The individuals will appear before Westminster Magistrates' Court on 10th September.
Five former Glencore oil traders were on Thursday charged in the United Kingdom (UK) in connection with a bribery case in Nigeria and other West African countries.
The UK's Serious Fraud Office (SFO) in a statement on Thursday, said Alex Beard, Andrew Gibson, Paul Hopkirk, Ramon Labiaga and Martin Wakefield were charged with conspiring to make "corrupt payments" in order to benefit commodities giant Glencore's oil operations in West Africa.
The SFO said the five individuals have been charged in connection with the awarding of a range of oil contracts spanning Cameroon, Nigeria and the Ivory Coast from 2007 to 2014.

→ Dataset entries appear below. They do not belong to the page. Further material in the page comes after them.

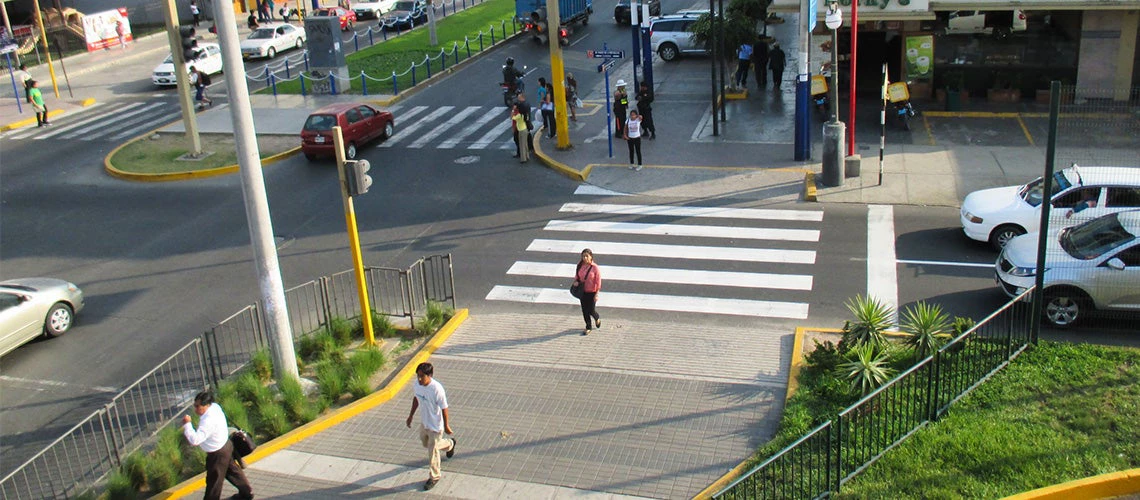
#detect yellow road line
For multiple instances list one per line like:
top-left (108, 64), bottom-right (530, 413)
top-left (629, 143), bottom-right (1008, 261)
top-left (923, 113), bottom-right (935, 146)
top-left (1016, 115), bottom-right (1035, 146)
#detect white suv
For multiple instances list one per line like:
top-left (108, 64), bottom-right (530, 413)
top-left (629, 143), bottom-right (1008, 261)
top-left (995, 210), bottom-right (1140, 327)
top-left (650, 12), bottom-right (706, 62)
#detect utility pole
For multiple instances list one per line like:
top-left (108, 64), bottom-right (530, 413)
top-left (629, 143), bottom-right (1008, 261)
top-left (212, 0), bottom-right (299, 382)
top-left (547, 0), bottom-right (570, 149)
top-left (31, 0), bottom-right (59, 97)
top-left (333, 126), bottom-right (376, 346)
top-left (163, 0), bottom-right (202, 156)
top-left (793, 0), bottom-right (811, 160)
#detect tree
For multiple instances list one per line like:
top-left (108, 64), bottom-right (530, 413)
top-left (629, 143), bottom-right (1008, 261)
top-left (687, 0), bottom-right (772, 56)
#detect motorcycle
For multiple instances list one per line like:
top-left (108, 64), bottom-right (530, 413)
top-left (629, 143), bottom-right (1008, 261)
top-left (886, 80), bottom-right (917, 131)
top-left (893, 99), bottom-right (917, 130)
top-left (810, 71), bottom-right (829, 119)
top-left (500, 65), bottom-right (528, 108)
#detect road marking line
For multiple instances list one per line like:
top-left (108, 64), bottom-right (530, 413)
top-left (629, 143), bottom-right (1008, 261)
top-left (468, 120), bottom-right (511, 149)
top-left (527, 239), bottom-right (817, 264)
top-left (5, 103), bottom-right (110, 139)
top-left (560, 202), bottom-right (824, 221)
top-left (499, 137), bottom-right (515, 149)
top-left (109, 112), bottom-right (182, 140)
top-left (574, 185), bottom-right (630, 196)
top-left (1016, 115), bottom-right (1035, 146)
top-left (545, 220), bottom-right (821, 242)
top-left (486, 285), bottom-right (810, 319)
top-left (82, 110), bottom-right (171, 141)
top-left (897, 259), bottom-right (994, 269)
top-left (408, 105), bottom-right (481, 148)
top-left (13, 103), bottom-right (126, 140)
top-left (59, 102), bottom-right (165, 139)
top-left (438, 106), bottom-right (506, 148)
top-left (380, 106), bottom-right (452, 147)
top-left (0, 375), bottom-right (118, 393)
top-left (508, 261), bottom-right (813, 290)
top-left (867, 205), bottom-right (899, 326)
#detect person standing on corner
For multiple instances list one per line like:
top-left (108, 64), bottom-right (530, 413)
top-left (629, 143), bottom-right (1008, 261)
top-left (115, 20), bottom-right (128, 49)
top-left (574, 249), bottom-right (602, 335)
top-left (515, 93), bottom-right (534, 153)
top-left (613, 80), bottom-right (629, 138)
top-left (565, 72), bottom-right (578, 121)
top-left (190, 0), bottom-right (202, 27)
top-left (511, 103), bottom-right (529, 162)
top-left (406, 362), bottom-right (456, 492)
top-left (541, 83), bottom-right (556, 138)
top-left (752, 38), bottom-right (769, 87)
top-left (734, 41), bottom-right (753, 89)
top-left (624, 110), bottom-right (643, 171)
top-left (27, 80), bottom-right (49, 127)
top-left (636, 81), bottom-right (655, 139)
top-left (768, 42), bottom-right (786, 91)
top-left (183, 391), bottom-right (254, 500)
top-left (17, 64), bottom-right (33, 102)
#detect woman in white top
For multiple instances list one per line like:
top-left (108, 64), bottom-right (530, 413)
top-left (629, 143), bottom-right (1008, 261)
top-left (624, 110), bottom-right (643, 171)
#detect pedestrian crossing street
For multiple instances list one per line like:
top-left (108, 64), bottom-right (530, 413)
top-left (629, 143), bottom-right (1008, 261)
top-left (486, 192), bottom-right (826, 320)
top-left (1, 101), bottom-right (181, 142)
top-left (380, 104), bottom-right (523, 151)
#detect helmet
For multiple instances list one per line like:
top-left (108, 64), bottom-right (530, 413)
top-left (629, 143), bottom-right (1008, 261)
top-left (615, 79), bottom-right (627, 87)
top-left (505, 57), bottom-right (515, 66)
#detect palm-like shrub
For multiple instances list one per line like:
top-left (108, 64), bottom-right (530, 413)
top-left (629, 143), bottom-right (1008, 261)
top-left (840, 295), bottom-right (895, 352)
top-left (901, 301), bottom-right (951, 358)
top-left (840, 344), bottom-right (896, 396)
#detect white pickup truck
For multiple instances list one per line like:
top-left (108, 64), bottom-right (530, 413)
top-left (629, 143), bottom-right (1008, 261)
top-left (938, 10), bottom-right (1027, 39)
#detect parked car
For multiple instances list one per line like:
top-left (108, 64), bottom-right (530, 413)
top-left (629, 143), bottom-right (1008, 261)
top-left (937, 9), bottom-right (1027, 39)
top-left (240, 23), bottom-right (306, 59)
top-left (613, 0), bottom-right (659, 24)
top-left (649, 12), bottom-right (706, 62)
top-left (0, 278), bottom-right (85, 358)
top-left (313, 6), bottom-right (357, 31)
top-left (380, 0), bottom-right (428, 29)
top-left (995, 210), bottom-right (1140, 327)
top-left (960, 165), bottom-right (1140, 250)
top-left (353, 0), bottom-right (398, 19)
top-left (301, 103), bottom-right (395, 160)
top-left (151, 42), bottom-right (223, 86)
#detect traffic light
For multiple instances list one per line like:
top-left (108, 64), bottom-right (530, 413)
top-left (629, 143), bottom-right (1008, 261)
top-left (179, 26), bottom-right (197, 60)
top-left (344, 160), bottom-right (372, 196)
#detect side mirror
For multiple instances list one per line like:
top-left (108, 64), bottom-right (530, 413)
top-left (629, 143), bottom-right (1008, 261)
top-left (1105, 258), bottom-right (1126, 271)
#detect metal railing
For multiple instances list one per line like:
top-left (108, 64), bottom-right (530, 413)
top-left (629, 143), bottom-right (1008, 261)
top-left (715, 287), bottom-right (1036, 499)
top-left (1, 254), bottom-right (456, 500)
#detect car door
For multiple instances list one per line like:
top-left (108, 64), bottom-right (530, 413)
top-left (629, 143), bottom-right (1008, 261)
top-left (274, 26), bottom-right (288, 51)
top-left (205, 45), bottom-right (223, 74)
top-left (343, 108), bottom-right (365, 143)
top-left (1093, 243), bottom-right (1140, 310)
top-left (356, 105), bottom-right (380, 142)
top-left (0, 292), bottom-right (40, 356)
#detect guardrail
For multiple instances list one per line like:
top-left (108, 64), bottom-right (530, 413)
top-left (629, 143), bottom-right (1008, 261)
top-left (715, 287), bottom-right (1036, 499)
top-left (0, 254), bottom-right (456, 499)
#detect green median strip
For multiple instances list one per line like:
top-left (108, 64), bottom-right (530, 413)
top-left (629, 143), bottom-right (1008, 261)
top-left (270, 0), bottom-right (516, 95)
top-left (110, 133), bottom-right (298, 174)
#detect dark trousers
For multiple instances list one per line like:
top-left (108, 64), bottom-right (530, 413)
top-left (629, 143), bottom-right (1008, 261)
top-left (542, 109), bottom-right (555, 137)
top-left (34, 105), bottom-right (48, 126)
top-left (614, 109), bottom-right (627, 137)
top-left (627, 137), bottom-right (642, 165)
top-left (579, 292), bottom-right (599, 329)
top-left (771, 68), bottom-right (784, 90)
top-left (638, 108), bottom-right (655, 137)
top-left (735, 60), bottom-right (750, 87)
top-left (754, 59), bottom-right (768, 86)
top-left (204, 440), bottom-right (252, 500)
top-left (193, 13), bottom-right (201, 26)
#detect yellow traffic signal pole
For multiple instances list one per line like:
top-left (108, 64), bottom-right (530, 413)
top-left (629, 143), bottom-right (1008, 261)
top-left (31, 0), bottom-right (59, 97)
top-left (546, 0), bottom-right (570, 150)
top-left (333, 126), bottom-right (376, 346)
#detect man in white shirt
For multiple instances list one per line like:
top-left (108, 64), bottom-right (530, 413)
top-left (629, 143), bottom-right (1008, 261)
top-left (183, 391), bottom-right (254, 500)
top-left (405, 362), bottom-right (456, 491)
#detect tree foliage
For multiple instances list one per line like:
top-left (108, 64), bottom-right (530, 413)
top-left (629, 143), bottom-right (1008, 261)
top-left (686, 0), bottom-right (773, 57)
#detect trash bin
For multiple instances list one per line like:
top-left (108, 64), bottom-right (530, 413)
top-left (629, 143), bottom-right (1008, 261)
top-left (945, 89), bottom-right (962, 111)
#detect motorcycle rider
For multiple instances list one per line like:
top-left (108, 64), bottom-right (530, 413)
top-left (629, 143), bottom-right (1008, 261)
top-left (502, 57), bottom-right (524, 93)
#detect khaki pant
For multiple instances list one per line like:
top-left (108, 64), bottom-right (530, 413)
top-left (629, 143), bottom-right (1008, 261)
top-left (419, 425), bottom-right (454, 480)
top-left (516, 129), bottom-right (529, 162)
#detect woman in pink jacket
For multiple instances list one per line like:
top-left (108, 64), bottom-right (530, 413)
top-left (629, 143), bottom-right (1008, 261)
top-left (574, 249), bottom-right (602, 335)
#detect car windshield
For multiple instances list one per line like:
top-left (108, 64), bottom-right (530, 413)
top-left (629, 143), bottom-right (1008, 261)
top-left (1020, 170), bottom-right (1073, 207)
top-left (394, 1), bottom-right (416, 10)
top-left (303, 114), bottom-right (338, 131)
top-left (314, 9), bottom-right (333, 15)
top-left (249, 28), bottom-right (276, 39)
top-left (163, 54), bottom-right (174, 63)
top-left (1059, 214), bottom-right (1137, 260)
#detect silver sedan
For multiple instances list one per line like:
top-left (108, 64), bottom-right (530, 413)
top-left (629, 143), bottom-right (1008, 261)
top-left (0, 278), bottom-right (85, 357)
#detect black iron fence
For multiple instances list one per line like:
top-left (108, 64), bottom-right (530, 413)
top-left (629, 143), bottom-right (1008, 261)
top-left (715, 287), bottom-right (1036, 499)
top-left (0, 255), bottom-right (456, 500)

Andrew Gibson and Martin Wakefield have also been charged about the falsification of invoices to Glencore's London office marked as service fees to a Nigerian oil consultancy from 2007 to 2011.
The individuals will appear before Westminster Magistrates' Court on 10th September.
Nick Ephgrave, the director of the SFO, said: "Bribery damages financial markets and causes lasting harm to communities. Today's action is an important step towards exposing overseas corruption and holding those who are responsible to account."
Background
In July 2021, a PREMIUM TIMES' report detailed how a former United Kingdom-based trader for Glencore Plc, Anthony Stimler, bribed officials in Nigeria in exchange for favourable contracts from the defunct Nigerian National Petroleum Corporation, (NNPC).
Mr Stimler, acting through subsidiaries of Glencore, conspired with others to make millions of U.S. dollars in corrupt bribe payments to officials in Nigeria. The former trader pleaded guilty over what prosecutors in the United States described as his role in a scheme to bribe and he admitted to conspiring to violate the Foreign Corrupt Practices Act and commit money laundering at a hearing in Manhattan federal court conducted by video.
Prosecutors said millions of dollars in bribes were paid to officials in Nigeria, in exchange for NNPC awarding oil contracts and providing "more lucrative grades of oil on more favorable delivery terms."
On 24 May 2022, following prolonged investigations by Brazil, the United Kingdom, and the United States, two Glencore subsidiaries pleaded guilty to multiple charges of market manipulation and bribery, including corruption related to the company's oil operations in Africa and South America.
Glencore's penalties to the U.S. alone for violating the U.S. Foreign Corrupt Practices Act (FCPA) and manipulating commodity prices will total approximately $1.2 billion.
At the time, according to the investigating countries, Glencore's corrupt actions included more than $100 million in bribes to officials in Brazil, Cameroon, Côte d'Ivoire, Equatorial Guinea, Nigeria, South Sudan, and Venezuela between 2007 and 2018.
However, Glencore provisioned $1.5 billion to settle expenses pertaining to the charges. In May 2022, it decided to pay $1.1 billion to US authorities for contravening bribery laws and commodity price manipulation.
In November 2022, Glencore was asked by a London court to pay £281 million in fines, confiscated profit and as a sanction for its part in seven bribery offences pertaining to its oil business in Africa.